We all know the general rule that the IRS treats any forgiveness of debt as taxable income under the IRS Code.  Creditors have an affirmative duty to issue 1099s for all cancellation of debt in order to alert the IRS to the income potentially generated by such a cancellation of debt.  But we also know that there are a variety of exceptions to this rule, including debt forgiven under Title 11, and debt forgiven for a debtor who is insolvent at the time of forgiveness.  Normally in bankruptcy proceedings, although your client is being released from a sizeable amount of debt that would otherwise be classified as income by the IRS, since that debt is being forgiven under Title 11, there is no tax liability associated with the proceeding.

However, when litigating an adversary proceeding to discharge student loans, this area can become somewhat gray and you’ll want to counsel your client accordingly.  Best practices for litigators state that you should always advise your client in writing that you are not a tax lawyer, and thus they should seek outside counsel for any complicated tax questions.  However, it may also behoove you to be able to speak intelligently about possible tax liability and be prepared to structure any settlement in your client’s best interests.

Now if you successfully litigate a student loan proceeding and succeed in obtaining a judgment that the debt is discharged in bankruptcy, none of this should pose any problems.  Your client will have a judgment from the bankruptcy court stating the debt as discharged under Title 11 and will be able to avoid any tax liability. [1]

However, what happens in the context of a settlement?  Often times where you settle prior to trial, the creditor is not going to want to stipulate to discharge. Instead, they will structure the arrangement as a conditional forgiveness of debt that can be revoked if your client ever:

(i) declares bankruptcy a second time;
(ii) defaults on the payment arrangements agreed to in the stipulation.

So, for example, let’s say that your client has $100,000 in private student debt and that during your adversary proceeding, you agree to settle the case for $50,000 payable over 30 years.  Chances are the creditor may place into the settlement a condition that if your client ever defaults, all or some portion of the debt forgiveness is revoked.  In that instance, it’s not clear whether the excess $50,000 was discharged under Title 11 of the Code.

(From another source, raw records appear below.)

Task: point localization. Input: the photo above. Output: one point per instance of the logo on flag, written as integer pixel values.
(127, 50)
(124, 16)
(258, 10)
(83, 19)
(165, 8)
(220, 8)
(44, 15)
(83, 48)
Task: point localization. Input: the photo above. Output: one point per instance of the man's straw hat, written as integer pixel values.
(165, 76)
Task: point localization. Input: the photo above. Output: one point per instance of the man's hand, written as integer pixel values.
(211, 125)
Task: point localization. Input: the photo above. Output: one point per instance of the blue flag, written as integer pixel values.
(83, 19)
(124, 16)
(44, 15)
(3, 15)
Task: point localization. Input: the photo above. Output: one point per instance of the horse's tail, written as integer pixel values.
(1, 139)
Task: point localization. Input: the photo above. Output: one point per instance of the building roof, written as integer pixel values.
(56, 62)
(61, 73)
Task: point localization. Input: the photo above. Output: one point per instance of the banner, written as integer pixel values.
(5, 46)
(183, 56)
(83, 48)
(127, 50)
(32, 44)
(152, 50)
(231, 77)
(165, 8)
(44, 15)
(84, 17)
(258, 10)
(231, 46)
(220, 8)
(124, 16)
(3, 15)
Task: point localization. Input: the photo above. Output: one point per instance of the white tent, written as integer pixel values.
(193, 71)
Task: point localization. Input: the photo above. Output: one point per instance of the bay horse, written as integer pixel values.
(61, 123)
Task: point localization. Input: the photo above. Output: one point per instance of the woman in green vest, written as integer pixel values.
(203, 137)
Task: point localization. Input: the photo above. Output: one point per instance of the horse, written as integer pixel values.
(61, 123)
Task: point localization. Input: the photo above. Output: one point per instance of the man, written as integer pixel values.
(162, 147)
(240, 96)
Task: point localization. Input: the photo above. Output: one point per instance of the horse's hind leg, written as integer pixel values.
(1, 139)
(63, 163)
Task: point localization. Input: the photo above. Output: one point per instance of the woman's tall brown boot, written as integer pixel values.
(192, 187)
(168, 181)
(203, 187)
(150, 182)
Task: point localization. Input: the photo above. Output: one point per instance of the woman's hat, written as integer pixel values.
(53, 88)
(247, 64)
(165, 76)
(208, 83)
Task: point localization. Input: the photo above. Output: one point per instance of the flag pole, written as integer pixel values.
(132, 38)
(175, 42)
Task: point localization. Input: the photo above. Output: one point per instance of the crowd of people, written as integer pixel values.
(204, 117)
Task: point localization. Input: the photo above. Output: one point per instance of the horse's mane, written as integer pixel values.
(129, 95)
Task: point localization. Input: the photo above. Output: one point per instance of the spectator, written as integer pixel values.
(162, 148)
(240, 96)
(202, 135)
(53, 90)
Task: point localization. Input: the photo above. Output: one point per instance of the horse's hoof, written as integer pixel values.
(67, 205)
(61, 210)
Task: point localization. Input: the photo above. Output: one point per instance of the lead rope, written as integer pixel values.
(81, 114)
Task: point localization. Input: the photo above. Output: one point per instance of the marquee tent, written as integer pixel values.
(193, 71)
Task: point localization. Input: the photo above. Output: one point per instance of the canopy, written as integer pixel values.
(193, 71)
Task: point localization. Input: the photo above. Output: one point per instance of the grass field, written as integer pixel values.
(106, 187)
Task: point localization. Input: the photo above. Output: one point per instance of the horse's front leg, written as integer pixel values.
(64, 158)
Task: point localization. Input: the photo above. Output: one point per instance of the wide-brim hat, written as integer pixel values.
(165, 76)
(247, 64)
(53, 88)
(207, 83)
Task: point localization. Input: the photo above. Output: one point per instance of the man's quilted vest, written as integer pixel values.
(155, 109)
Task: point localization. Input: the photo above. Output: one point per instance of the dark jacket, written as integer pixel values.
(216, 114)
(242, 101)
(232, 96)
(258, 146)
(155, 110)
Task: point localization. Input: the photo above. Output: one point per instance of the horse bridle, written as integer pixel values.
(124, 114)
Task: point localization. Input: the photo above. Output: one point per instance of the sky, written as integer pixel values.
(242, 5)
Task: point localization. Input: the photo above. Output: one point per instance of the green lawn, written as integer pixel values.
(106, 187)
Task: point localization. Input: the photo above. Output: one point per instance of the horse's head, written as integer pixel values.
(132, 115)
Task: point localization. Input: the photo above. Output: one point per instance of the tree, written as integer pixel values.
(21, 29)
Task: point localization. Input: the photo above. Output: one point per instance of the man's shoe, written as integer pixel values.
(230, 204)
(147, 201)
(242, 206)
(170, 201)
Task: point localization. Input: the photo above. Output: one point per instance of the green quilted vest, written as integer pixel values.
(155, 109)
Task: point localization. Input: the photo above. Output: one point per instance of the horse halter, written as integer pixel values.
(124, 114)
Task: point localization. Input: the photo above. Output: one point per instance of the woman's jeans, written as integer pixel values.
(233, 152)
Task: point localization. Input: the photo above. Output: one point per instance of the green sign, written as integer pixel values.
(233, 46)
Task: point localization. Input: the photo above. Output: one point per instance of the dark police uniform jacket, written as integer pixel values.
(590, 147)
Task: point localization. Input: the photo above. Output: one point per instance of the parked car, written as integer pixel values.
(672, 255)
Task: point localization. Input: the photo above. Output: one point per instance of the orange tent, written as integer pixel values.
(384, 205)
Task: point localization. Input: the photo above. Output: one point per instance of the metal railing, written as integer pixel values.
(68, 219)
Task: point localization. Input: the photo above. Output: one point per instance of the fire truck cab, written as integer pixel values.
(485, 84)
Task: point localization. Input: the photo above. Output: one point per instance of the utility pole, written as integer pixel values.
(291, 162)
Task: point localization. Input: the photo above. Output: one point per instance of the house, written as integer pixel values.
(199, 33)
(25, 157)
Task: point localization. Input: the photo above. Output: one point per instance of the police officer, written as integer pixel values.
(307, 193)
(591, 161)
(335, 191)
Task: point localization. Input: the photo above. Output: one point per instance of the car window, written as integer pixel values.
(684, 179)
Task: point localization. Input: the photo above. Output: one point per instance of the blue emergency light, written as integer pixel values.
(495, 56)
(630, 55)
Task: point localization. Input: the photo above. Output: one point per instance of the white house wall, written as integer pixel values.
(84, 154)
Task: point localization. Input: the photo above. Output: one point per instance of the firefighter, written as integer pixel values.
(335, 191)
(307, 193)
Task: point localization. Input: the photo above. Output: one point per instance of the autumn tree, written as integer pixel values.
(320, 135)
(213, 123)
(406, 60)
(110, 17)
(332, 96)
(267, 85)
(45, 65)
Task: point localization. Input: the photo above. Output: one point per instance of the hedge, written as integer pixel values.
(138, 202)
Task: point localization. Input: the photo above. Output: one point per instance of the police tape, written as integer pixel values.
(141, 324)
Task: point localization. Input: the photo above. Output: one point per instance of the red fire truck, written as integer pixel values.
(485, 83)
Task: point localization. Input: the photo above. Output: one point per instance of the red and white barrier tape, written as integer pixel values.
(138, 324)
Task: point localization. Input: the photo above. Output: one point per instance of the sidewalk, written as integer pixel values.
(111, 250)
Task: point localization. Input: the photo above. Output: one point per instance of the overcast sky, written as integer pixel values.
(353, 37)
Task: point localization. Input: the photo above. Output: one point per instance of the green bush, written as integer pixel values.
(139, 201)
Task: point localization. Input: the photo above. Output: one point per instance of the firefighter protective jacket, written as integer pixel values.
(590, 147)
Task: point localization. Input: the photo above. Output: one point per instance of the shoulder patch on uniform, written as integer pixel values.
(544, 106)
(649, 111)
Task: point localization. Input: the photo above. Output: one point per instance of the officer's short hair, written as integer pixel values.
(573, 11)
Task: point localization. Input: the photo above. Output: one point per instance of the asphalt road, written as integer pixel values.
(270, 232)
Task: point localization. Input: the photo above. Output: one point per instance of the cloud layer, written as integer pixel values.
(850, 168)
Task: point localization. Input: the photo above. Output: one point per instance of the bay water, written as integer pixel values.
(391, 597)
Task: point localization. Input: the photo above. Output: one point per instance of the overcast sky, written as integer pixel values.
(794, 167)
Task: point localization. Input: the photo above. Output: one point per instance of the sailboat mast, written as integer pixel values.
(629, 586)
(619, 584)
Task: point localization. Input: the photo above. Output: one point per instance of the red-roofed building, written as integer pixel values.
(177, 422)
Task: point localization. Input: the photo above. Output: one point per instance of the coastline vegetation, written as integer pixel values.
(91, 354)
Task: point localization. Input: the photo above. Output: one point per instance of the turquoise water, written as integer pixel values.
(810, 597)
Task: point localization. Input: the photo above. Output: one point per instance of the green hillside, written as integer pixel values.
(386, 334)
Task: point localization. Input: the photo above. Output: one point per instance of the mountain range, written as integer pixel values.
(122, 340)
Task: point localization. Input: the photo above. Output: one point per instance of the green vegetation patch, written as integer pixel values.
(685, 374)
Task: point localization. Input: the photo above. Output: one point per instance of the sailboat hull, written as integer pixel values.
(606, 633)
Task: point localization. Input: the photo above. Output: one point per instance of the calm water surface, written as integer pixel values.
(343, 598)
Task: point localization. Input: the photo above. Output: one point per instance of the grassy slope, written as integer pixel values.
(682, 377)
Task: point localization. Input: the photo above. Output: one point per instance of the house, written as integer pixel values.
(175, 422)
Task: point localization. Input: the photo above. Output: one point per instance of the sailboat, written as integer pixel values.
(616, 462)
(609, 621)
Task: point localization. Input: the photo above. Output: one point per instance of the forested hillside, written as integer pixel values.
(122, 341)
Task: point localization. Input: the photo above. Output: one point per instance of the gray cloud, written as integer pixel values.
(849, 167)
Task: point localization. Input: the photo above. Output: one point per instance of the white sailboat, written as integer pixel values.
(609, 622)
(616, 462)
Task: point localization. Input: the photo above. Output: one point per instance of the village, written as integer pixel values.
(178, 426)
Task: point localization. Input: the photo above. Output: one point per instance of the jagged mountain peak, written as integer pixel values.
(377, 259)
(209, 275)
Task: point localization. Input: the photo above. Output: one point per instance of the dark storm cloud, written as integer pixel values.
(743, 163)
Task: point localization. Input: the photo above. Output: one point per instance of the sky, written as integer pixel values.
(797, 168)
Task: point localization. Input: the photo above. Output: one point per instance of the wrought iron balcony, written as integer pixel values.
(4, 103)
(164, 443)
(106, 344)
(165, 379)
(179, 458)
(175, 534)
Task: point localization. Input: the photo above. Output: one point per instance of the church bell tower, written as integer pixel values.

First, ask that the creditor not issue a 1099 because the debt is being forgiven in the context of a proceeding under Title 11.  If they refuse, ensure that your client’s insolvency at the time of forgiveness exceeds the amount of debt being forgiven. For example, if your client has 200,000 in liabilities, and 50,000 in assets, your client is insolvent to the tune of $150,000, and the $50,000 being forgiven in student debt should not qualify as a taxable event because it is smaller than the amount of your client’s total insolvency.  However, your client will need to prepare an insolvency worksheet and attach to their tax return in order to prevent a realization of income. [2]


[1] IRS Publication 4681 at 5, available at https://www.irs.gov/pub/irs-pdf/p4681.pdf (“Debt canceled in a title 11 bankruptcy case isn’t included in your income. A title 11 bankruptcy case is a case under title 11 of the United States Code (including all chapters in title 11 such as chapters 7, 11, and 13). You must be a debtor under the jurisdiction of the court and the cancellation of the debt must be granted by the court or occur as a result of a plan approved by the court.”)

[2] See id. at 5-6 (“Don’t include a canceled debt in income to the extent that you were insolvent immediately before the cancellation . . . You must be insolvent to qualify for this exclusion. You were insolvent immediately before the cancellation to the extent that the total of all of your liabilities was more than the FMV of all of your assets immediately before the cancellation.”).